Leo Gullotta spiega che “è un'occasione innanzitutto per accendere una fiammella sul totale silenzio dopo 60 anni”. E’ il solito ritornello. Ogni volta si “scopre” la storia dall’inizio. Nessuno che dica “non sapevo nulla nonostante la copiosa pubblicistica”. Eppure sono almeno quaranta anni che si parla delle vicende belliche al confine orientale, incluse le foibe, come il libro di Mario Pacor Confine orientale, ed. Feltrinelli, 1964. Da allora si sono succedute centinaia di pubblicazioni più o meno scientifiche sull’argomento.

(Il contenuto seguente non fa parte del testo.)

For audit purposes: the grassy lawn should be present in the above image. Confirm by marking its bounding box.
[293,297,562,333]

Mentre però la ricerca storiografica ha segnato dei progressi importanti, anche se di valore disomogeneo, con studi più recenti, da Raoul Pupo a Tone Ferenc, a Giacomo Scotti a Claudia Cernigoi, a numerosi altri, l’estrema destra oggi al governo ripropone tesi e personaggi legati alla Repubblica sociale italiana e al fascismo, come Luigi Papo di Montona (Paolo de Franceschi), ex ufficiale della Guardia nazionale repubblicana fascista, responsabile della “Zona  di operazioni  litorale adriatico”, tra i più prolifici difensori della tesi del “genocidio nazionale” e della minaccia “slavocomunista”, i cui testi sono copiosamente acquistati con denaro pubblico e regalati con non richiesta generosità dalle Amministrazioni locali di destra a scuole e biblioteche.

Di parlare se ne è parlato e si continua a parlare; che non se ne parli come vorrebbero i neofascisti al governo è un’altra faccenda.

Ed è il senso dell’operazione Il cuore nel pozzo. Fabbricare un immaginario collettivo nazionalista attorno al programma politico di Alleanza Nazionale. Ma non si tratta solo di un’operazione di basso profilo elettorale. Costituisce il tentativo di rileggere la storia d’Italia come storia della continuità della legittimità delle classi dominanti, da quella liberale alla fascista a quella attuale. In questo contesto tutti i crimini dell’imperialismo vengono sottaciuti, perché commessi nell’interesse nazionale, dal massacro delle popolazioni etiopi e jugoslave, ai bombardamenti sulla Serbia, all’intervento in Irak. Questo consenso nazionalista è veramente “bipartisan”, unendo nello stesso abbraccio Violante e Fini, D’Alema e donna Almirante.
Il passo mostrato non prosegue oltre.